O Laboratório de Paleontologia da Universidade Estadual Vale do Acaraú (UVA) apresentou novos registros de fósseis de invertebrados marinhos encontrados no interior do Ceará. Os vestígios localizados em Tianguá trazem evidências fundamentais sobre o passado geológico remoto do estado.
A descoberta ocorreu a partir de uma rocha pesando aproximadamente 700 quilos, identificada dentro do Parque Nacional de Ubajara. As imagens dos materiais foram divulgadas recentemente pela instituição, atraindo o interesse da comunidade científica e de moradores da região da Ibiapaba.
Vestígios de um oceano pré-histórico no Ceará
Os fósseis encontrados possuem idade estimada em cerca de 430 milhões de anos, situando-se em um período anterior ao surgimento dos dinossauros. Esses registros foram classificados tecnicamente como icnofósseis, que consistem em marcas geológicas deixadas pela atividade biológica de organismos antigos.
O trabalho de identificação e análise foi conduzido pelo curso de Ciências Biológicas da UVA em colaboração direta com o Museu Dom José. Adicionalmente, o Instituto Chico Mendes de Conservação da Biodiversidade (ICMBio) e a comunidade local apoiaram as etapas do estudo científico.
Pesquisadores envolvidos classificam o achado como um marco histórico para a paleontologia do estado, detalhando a vida marinha em eras extremamente remotas. A rocha de grandes dimensões preservou padrões de comportamento de animais que habitaram o fundo desse oceano primitivo.
Preservação e acesso ao patrimônio paleontológico
A peça integra oficialmente o acervo do Museu Dom José, instituição de referência para a preservação histórica na região. Todavia, o item se encontra emprestado por tempo indeterminado ao Parque Nacional de Ubajara, visando facilitar o acesso público e acadêmico.
Essa iniciativa permite que visitantes e pesquisadores apreciem o achado permanentemente no local de origem da descoberta. A exposição do fóssil estimula o turismo científico e reforça a importância da preservação dos parques nacionais como santuários de conhecimento.

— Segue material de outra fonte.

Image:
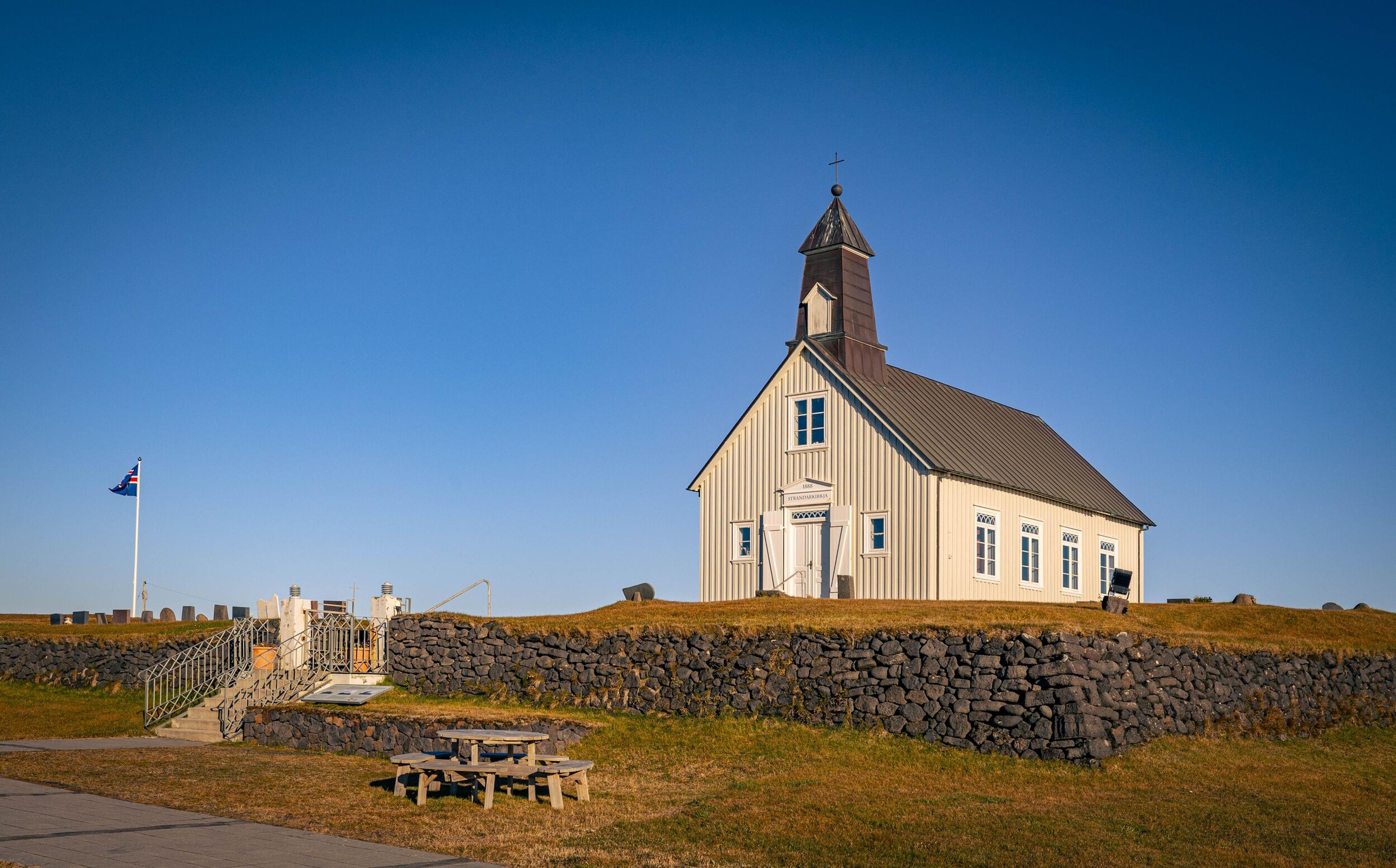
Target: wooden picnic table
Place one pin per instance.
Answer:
(510, 739)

A manutenção do material em Ubajara viabiliza novas frentes de investigação sobre a biodiversidade marinha de milhões de anos atrás. Simultaneamente, a parceria entre as entidades garante que o patrimônio seja guardado seguindo protocolos técnicos rigorosos de segurança e conservação.

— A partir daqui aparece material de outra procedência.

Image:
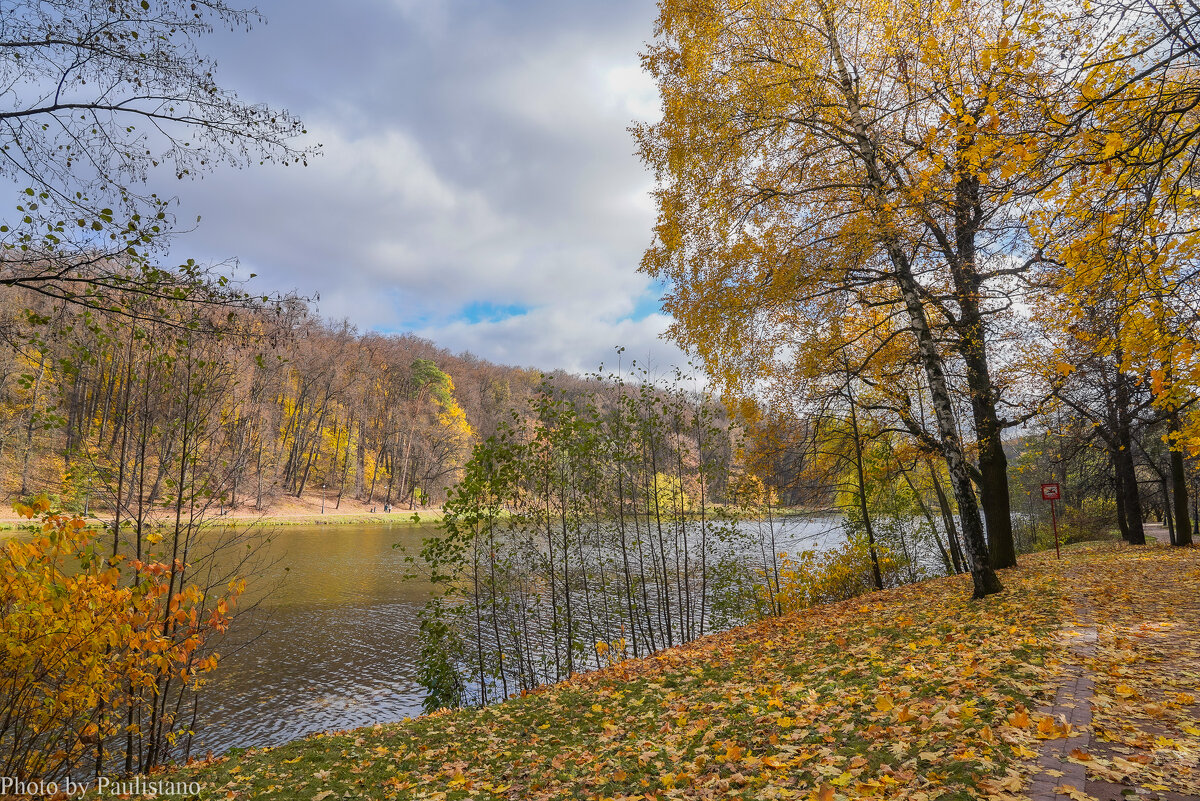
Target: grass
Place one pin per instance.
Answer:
(915, 692)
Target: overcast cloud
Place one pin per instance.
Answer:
(478, 185)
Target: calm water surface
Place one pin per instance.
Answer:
(331, 643)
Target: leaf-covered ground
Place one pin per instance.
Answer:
(916, 693)
(1146, 669)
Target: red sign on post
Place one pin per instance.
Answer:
(1050, 493)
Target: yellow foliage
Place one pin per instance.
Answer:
(833, 574)
(81, 642)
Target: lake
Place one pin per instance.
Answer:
(333, 644)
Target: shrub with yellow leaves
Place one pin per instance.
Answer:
(84, 639)
(833, 574)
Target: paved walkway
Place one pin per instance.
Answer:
(1057, 775)
(1131, 682)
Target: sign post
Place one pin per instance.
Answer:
(1051, 493)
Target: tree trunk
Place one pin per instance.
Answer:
(982, 573)
(1127, 476)
(1180, 487)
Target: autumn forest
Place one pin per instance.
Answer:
(930, 475)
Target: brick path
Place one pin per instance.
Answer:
(1072, 704)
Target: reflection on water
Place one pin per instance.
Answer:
(331, 643)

A divulgação das imagens pelo Laboratório de Paleontologia na última sexta-feira (8) encerrou uma fase inicial de análises laboratoriais complexas. O estudo demonstra como a cooperação entre universidades, órgãos ambientais e a população pode gerar resultados científicos de relevância internacional.
Referências da notícia
Labopaleo/UVA expõe icnofósseis de 430 milhões de anos no Parque Nacional de Ubajara. 12 de maio, 2026.